Resident Endothelial Precursors in Muscle, Adipose, and Dermis Contribute to Postnatal Vasculogenesis

Guillaume Greniera, Anthony Scimèa, Fabien Le Granda, Atsushi Asakuraa, Carolina Perez-Iratxetaa, Miguel A. Andrade-Navarroa, Patricia A. Laboskyb, Michael A. Rudnickia

aSprott Centre for Stem Cell Research, Ottawa Health Research Institute, Ottawa, Ontario, Canada;
bVanderbilt Center for Stem Cell Biology, Vanderbilt University, Nashville, Tennessee, USA

Key Words. Vasculogenesis • Endothelial precursors • Sca1 • Skeletal muscle

Correspondence: Michael A. Rudnicki, Ph.D., Sprott Centre for Stem Cell Research, Ottawa Health Research Institute, 501 Smyth Road, Ottawa, Ontario K1H 8L6, Canada. Telephone: 613-739-6737; Fax: 613-737-8803; e-mail: mrudnicki{at}ohri.ca

Received December 20, 2006; accepted for publication August 14, 2007.
First published online in STEM CELLS EXPRESS   September 6, 2007.

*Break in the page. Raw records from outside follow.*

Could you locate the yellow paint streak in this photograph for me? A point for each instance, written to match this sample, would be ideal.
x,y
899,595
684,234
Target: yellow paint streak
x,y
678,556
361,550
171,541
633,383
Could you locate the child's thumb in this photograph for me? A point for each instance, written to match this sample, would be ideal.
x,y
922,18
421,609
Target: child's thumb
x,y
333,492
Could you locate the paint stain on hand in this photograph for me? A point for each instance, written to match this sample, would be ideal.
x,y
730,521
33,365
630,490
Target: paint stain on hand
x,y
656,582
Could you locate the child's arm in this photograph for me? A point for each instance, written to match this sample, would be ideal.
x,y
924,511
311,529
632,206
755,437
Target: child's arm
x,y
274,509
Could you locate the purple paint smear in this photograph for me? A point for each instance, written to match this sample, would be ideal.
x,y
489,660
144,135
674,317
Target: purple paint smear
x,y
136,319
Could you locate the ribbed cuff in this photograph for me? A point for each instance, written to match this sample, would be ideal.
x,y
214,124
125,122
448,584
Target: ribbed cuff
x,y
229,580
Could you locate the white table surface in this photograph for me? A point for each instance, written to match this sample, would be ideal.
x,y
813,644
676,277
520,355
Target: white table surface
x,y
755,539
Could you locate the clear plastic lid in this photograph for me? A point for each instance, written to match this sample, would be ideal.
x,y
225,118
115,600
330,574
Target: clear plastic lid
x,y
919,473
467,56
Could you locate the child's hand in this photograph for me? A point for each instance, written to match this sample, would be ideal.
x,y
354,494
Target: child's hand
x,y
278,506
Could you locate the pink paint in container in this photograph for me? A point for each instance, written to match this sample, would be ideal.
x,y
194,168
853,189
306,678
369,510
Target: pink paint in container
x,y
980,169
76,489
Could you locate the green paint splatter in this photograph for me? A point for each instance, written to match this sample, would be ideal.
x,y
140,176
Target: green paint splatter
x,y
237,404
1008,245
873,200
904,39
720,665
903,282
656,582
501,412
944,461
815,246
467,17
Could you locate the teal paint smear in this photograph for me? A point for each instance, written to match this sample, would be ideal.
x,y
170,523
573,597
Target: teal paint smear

A novel population of tissue-resident endothelial precursors (TEPs) was isolated from small blood vessels in dermal, adipose, and skeletal muscle of mouse based on their ability to be grown as spheres. Cellular and molecular analyses of these cells revealed that they were highly related regardless of the tissue of origin and distinct from embryonic neural stem cells. Notably, TEPs did not express hematopoietic markers, but they expressed numerous characteristics of angiogenic precursors and their differentiated progeny, such as CD34, Flk-1, Tie-1, CD31, and vascular endothelial cadherin (VE-cadherin). TEPs readily differentiated into endothelial cells in newly formed vascular networks following transplantation into regenerating skeletal muscle. Taken together, these experiments suggest that TEPs represent a novel class of endothelial precursors that are closely associated with small blood vessels in muscle, adipose, and dermal tissue. This finding is of particular interest since it could bring new insight in cancer angiogenesis and collateral blood vessels developed following ischemia.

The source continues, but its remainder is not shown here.